Liz Truss was on Thursday forced to quit as UK prime minister, drawing to a dramatic close 44 days in office that saw her preside over financial turmoil and catastrophic damage to the ruling Conservative party.
Truss was told to quit by senior party figures in the morning, leaving bitterly divided Tory MPs facing the prospect of having to choose a third prime minister in a matter of months.
In a brief statement in Downing Street at 1.35pm, Truss said she had notified King Charles she was standing down as Conservative leader and that a new party leader and prime minister would be chosen next week.
She will go down in history as Britain’s shortest-serving prime minister, her government having collapsed in the wake of its failed “mini” Budget last month, which contained £45bn of unfunded tax cuts and triggered turmoil in the sterling and gilt markets.
Truss said she had been elected Tory leader to deliver a “low tax, high growth” economy, taking advantage of the “freedoms of Brexit”. But she conceded defeat: “Given the situation, I cannot deliver the mandate on which I was elected by the Conservative party.”
Rishi Sunak, former chancellor, and Penny Mordaunt, leader of the House of Commons, are the two frontrunners to replace her, although several other candidates could enter the fray.
Suella Braverman, former home secretary, will be encouraged by supporters to stand as a flagbearer for the Tory right, while Boris Johnson’s supporters believe he could make a comeback, little more than three months after he was forced out of office.
Jeremy Hunt, current chancellor, has ruled out another run for the Tory leadership and will hope to stay at the Treasury. However Truss’s statement throws Britain’s economic prospects into further confusion.
Hunt is scheduled to deliver a plan to fill a £40bn hole in Britain’s public accounts on October 31, but a new prime minister is expected to be in place by that date and will want to put their stamp on it.
Sir Graham Brady, chair of the 1922 committee of backbench Tory MPs, met Truss on Thursday morning and later announced he expected to see a new leader and prime minister elected by Friday October 28.
Brady said the “expectation” is that Tory members will be given a say in the choice of a new Tory leader, but said more details on the process would be given on Thursday afternoon.
Under the usual rules, Tory MPs would draw up a shortlist of two candidates in a series of votes with members given the final choice.

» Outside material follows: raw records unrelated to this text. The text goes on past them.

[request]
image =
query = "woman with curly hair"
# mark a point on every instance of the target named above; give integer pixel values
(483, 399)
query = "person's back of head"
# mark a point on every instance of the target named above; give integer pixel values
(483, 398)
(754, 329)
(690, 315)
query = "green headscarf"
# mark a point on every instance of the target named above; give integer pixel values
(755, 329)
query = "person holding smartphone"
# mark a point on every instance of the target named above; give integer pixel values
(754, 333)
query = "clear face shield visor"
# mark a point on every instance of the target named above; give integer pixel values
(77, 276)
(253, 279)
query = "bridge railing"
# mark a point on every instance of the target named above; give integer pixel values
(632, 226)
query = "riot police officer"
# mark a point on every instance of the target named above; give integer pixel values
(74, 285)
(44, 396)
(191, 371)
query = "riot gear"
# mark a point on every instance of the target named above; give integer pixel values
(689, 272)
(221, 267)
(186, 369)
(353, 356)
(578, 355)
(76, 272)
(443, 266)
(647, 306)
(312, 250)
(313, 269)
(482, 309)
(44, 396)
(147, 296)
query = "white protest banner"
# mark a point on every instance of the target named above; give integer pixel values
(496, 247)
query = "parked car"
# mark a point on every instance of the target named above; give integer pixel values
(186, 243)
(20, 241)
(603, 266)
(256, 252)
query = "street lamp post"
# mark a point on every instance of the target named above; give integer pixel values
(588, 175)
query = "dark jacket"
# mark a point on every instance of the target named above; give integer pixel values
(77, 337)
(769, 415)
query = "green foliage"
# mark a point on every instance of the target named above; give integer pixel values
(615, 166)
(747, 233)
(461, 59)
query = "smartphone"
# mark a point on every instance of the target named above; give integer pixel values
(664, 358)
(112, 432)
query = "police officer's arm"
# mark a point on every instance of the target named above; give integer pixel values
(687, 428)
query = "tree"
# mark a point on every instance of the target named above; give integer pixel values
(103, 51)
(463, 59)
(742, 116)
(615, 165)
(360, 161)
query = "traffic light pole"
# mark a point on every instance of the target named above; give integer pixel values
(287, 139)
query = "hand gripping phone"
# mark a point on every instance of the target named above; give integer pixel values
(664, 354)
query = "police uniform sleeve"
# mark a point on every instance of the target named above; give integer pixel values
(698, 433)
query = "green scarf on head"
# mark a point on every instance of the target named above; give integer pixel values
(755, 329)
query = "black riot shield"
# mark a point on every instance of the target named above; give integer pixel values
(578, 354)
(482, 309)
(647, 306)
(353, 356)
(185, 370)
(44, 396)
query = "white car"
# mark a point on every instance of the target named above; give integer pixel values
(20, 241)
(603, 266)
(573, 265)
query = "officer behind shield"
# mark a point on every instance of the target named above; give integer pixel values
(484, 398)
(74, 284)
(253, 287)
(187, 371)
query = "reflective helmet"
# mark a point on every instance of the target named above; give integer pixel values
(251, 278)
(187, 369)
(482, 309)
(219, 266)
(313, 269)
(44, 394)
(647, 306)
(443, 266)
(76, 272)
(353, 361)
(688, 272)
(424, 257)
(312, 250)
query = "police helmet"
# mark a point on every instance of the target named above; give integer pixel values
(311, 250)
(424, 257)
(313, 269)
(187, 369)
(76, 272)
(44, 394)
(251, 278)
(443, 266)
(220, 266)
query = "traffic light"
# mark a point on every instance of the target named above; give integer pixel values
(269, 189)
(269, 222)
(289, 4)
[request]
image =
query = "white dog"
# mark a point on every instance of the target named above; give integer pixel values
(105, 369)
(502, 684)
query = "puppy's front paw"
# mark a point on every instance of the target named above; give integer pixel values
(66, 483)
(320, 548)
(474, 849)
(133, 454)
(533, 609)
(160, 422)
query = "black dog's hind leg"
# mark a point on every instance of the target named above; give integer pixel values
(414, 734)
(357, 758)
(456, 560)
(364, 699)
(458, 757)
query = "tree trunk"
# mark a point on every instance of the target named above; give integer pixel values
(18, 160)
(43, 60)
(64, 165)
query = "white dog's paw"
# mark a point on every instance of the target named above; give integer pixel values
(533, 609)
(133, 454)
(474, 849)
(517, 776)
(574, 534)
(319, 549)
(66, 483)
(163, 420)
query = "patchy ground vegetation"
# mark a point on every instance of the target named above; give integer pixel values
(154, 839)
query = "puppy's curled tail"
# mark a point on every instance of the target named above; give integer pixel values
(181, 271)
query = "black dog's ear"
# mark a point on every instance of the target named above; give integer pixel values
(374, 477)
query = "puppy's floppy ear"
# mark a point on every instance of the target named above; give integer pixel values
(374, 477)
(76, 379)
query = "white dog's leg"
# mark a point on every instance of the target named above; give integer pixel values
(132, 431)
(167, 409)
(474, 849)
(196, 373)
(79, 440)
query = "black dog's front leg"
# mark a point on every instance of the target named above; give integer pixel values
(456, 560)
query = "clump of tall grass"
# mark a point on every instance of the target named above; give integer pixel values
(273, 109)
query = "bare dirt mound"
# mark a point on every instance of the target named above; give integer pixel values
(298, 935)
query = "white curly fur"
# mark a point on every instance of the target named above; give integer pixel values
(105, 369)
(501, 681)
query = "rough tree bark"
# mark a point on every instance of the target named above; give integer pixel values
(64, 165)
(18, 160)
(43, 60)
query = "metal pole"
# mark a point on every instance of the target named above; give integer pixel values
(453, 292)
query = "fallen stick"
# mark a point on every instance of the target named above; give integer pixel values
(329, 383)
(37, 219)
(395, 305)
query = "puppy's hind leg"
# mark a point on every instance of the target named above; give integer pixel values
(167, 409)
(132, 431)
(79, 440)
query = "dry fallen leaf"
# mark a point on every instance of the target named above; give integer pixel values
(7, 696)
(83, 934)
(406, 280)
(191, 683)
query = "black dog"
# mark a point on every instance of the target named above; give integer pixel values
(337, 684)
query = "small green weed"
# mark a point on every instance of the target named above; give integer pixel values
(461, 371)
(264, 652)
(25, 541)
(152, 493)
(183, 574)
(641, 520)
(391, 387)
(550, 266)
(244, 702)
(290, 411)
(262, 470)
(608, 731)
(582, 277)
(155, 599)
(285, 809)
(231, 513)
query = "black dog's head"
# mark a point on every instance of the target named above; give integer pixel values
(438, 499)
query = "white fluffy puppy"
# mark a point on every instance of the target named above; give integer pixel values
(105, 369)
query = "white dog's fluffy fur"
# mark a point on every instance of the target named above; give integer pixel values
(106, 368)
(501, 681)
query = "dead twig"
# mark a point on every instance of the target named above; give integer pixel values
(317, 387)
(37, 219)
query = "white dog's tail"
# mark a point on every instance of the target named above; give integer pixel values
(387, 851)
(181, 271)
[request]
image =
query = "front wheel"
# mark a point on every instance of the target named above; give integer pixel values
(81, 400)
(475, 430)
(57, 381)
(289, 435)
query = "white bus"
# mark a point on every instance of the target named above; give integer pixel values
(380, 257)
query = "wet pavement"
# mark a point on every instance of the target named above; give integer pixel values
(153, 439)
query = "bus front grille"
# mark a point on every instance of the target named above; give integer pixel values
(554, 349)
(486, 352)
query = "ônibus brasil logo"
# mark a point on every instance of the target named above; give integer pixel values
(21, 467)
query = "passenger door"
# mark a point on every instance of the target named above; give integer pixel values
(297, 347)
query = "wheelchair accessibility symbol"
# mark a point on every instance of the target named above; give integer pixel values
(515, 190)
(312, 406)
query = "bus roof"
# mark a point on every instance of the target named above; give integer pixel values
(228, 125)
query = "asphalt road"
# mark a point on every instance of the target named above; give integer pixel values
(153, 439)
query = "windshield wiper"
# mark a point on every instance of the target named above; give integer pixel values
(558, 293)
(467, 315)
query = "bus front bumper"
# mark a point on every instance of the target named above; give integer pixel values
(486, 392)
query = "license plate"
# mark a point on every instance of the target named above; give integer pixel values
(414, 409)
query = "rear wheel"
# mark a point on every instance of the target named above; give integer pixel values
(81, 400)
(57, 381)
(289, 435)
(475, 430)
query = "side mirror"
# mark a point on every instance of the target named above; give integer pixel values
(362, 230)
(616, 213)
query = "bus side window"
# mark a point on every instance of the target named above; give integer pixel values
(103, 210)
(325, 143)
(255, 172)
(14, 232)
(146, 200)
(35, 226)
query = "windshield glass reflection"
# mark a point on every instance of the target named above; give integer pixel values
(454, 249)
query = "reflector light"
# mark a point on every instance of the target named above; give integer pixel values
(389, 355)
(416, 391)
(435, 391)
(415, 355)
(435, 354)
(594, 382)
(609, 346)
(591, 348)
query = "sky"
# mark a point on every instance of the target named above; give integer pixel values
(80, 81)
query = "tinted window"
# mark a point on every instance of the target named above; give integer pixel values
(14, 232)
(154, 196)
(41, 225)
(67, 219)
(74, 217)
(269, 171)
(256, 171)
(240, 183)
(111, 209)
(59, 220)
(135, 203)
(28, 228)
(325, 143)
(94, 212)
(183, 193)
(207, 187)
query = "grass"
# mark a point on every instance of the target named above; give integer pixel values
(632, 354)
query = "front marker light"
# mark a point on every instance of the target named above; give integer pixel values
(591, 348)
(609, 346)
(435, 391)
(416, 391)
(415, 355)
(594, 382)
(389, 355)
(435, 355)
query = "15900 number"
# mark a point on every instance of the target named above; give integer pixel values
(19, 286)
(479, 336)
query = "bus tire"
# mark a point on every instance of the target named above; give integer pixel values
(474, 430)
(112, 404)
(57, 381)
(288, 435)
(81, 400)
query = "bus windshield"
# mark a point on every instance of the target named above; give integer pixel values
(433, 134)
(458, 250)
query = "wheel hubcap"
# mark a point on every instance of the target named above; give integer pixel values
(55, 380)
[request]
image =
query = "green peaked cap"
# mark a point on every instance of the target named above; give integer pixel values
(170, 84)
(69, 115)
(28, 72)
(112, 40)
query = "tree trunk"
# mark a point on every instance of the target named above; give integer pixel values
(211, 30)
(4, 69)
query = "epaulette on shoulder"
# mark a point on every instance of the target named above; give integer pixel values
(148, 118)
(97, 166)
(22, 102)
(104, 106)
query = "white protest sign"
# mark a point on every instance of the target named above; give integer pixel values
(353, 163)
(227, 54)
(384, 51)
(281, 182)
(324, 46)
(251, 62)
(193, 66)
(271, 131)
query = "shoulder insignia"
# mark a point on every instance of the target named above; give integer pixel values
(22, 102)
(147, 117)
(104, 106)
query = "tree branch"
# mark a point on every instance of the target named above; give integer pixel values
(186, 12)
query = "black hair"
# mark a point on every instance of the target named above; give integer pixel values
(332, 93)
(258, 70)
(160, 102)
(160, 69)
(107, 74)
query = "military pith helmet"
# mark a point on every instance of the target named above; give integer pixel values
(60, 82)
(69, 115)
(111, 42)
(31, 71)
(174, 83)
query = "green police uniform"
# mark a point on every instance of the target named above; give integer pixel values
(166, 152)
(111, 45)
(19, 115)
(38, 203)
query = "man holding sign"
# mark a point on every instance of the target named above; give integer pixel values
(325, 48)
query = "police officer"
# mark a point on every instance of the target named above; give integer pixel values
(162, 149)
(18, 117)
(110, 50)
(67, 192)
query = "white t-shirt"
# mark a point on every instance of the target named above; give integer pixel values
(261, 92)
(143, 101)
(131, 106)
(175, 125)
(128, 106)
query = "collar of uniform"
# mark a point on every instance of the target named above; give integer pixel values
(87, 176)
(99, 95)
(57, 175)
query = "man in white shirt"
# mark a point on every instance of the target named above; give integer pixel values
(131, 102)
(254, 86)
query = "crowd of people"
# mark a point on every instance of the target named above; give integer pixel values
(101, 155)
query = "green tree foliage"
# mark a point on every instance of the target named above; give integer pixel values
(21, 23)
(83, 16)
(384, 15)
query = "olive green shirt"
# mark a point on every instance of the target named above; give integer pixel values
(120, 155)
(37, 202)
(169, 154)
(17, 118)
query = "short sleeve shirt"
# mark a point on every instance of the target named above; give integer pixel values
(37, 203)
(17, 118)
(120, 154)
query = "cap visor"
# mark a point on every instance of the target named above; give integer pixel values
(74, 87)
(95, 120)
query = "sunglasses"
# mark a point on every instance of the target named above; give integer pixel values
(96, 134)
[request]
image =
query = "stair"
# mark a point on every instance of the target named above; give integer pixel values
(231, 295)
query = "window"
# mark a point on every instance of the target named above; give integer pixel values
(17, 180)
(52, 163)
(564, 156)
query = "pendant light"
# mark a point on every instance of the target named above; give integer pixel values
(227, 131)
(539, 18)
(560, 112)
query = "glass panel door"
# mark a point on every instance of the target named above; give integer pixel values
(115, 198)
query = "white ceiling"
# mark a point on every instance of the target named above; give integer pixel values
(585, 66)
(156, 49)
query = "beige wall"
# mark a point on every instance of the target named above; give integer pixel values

Brady confirmed that if one of the two candidates on the shortlist pulled out — some Tory MPs hope that the runner up would agree to do so — there would be no ballot of members.
Jake Berry, Tory chair, and Thérèse Coffey, deputy prime minister, were among those who saw Truss in the hours before she resigned.
At least a dozen Tory MPs had called on Truss to resign, including Miriam Cates, who is a member of the 1922 committee executive. “It seems untenable,” she said. “Yes, I do think it’s time for the prime minister to go.”
Truss’s premiership, which began on September 6, has seen her economic strategy crash and burn, the sacking of her chancellor Kwasi Kwarteng and Braverman’s forced resignation as home secretary on Wednesday.
After Truss’s resignation, gilts held on to recent gains, having previously rallied on Hunt’s cancellation of her tax-cutting plans. The 10-year yield was 0.09 percentage points lower at 3.78 per cent, reflecting a rise in prices, while sterling also remained higher, trading up 0.5 per cent on the day against the dollar at $1.127.